Naples:life,death &
                Miracle contact: Jeff Matthews

entry Dec 2008


The Italian Institute for Philosophical Studies


For whatever reason, I don’t spend a lot of time hanging out at the Italian Institute for Philosophical Studies (Istituto Italiano per gli Studi Filosofici), (maybe I'm too Sophoclean!) but it’s an interesting place. One of the best public lectures plus Q & A sessions I ever attended was there some years ago when researchers, Allen and Beatrice Gardner, presented findings on their Project Washoe and the cognitive abilities of chimpanzees. It was an example of the wide-ranging program at the Institute, some of which may seem only peripherally connected with philosophy. (Primate cognition, I suppose, is one of the border areas.)

The institute was founded in 1975 in Naples by Gerardo Marotta and others. At first, it was under the auspices of the Accademia dei Lincei (known in English as The Lincean Academy), the prestigious organization founded in 1603 in Rome, at the beginnings of modern science. (The Institute is thus part of a long tradition in Naples that even boasts a predecessor to the Accademia dei Lincei: the Academia Secretorum of Giambattista della Porta).

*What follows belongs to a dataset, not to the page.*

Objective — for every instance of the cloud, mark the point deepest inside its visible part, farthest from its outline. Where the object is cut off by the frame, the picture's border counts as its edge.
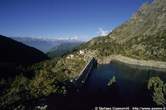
(102, 32)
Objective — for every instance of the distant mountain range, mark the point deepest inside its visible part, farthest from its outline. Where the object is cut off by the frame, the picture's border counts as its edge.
(43, 45)
(63, 48)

In 1983, the Institute moved into the 18th-century Palazzo Serra di Cassano (entrance, photo, right). At its heart, of course, is the library, the nucleus of which is more than 100,000 volumes that were collected over some thirty years of patient searching throughout Europe. The beautiful premises are sufficiently upscale for “philosophical studies.” (I know, I know—you don’t need upscale. Someone famous and philosophical once said that all you really need is a teacher, a disciple and a log to sit on. But “upscale” is still nice.) The Palazzo Serra di Cassano is one of the most remarkable buildings in Naples and because of the Institute attracts the attention of scholars throughout the world.

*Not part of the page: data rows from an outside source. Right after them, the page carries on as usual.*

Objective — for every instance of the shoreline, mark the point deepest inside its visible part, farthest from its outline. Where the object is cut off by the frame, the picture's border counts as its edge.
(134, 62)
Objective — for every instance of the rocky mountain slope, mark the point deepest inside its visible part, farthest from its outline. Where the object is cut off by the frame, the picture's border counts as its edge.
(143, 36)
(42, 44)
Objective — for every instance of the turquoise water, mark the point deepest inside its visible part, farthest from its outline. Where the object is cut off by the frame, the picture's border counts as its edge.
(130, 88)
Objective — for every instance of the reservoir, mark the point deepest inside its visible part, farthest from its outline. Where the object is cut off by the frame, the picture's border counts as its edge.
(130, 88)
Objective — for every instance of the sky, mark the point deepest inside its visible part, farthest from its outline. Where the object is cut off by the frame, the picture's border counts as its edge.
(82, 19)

Over the years, the premises have hosted seminars with modern philosophers Hans-Georg Gadamer and Karl Popper and scientists such as Rita Levi Montalcini, Carlo Rubbia, Steven Weinberg, Sheldon Glashow and Ilya Prigogine, all Nobel Prize winners. The institute seems to be open all the time, at least during the long academic year (from September through late July) and is usually crawling with graduate students, researchers and just ordinary people interested in one or more of the items on the very active seminar schedule or in simply browsing in some of the publications of the Institute.

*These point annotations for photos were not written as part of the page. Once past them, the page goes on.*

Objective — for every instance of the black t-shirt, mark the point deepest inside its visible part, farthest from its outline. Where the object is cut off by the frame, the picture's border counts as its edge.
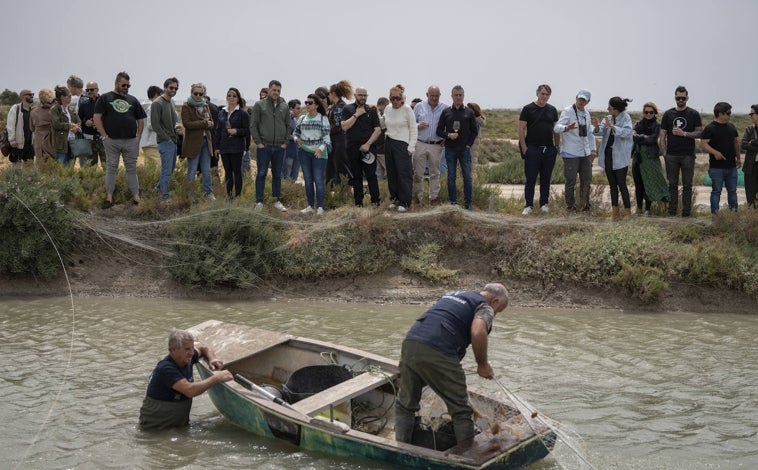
(120, 114)
(722, 139)
(687, 120)
(362, 128)
(539, 123)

Their current webpage displays a wide range of material on a long list of philosophers, from Socrates and Plato to Kierkegaard and Nietzsche as well as a complete list of seminars to be held in the coming months. There is obviously some overlap with another institute in Naples, the one for Historical Studies founded by Benedetto Croce in 1946. I see, for example, an upcoming presentation of a recent —and what looks to be interesting— book entitled The Hamilton Letters, The Naples Dispatches of Sir William Hamilton. The Institute provides student and researcher exchanges with many foreign universities and since 1980 has had its own School of Graduate Studies.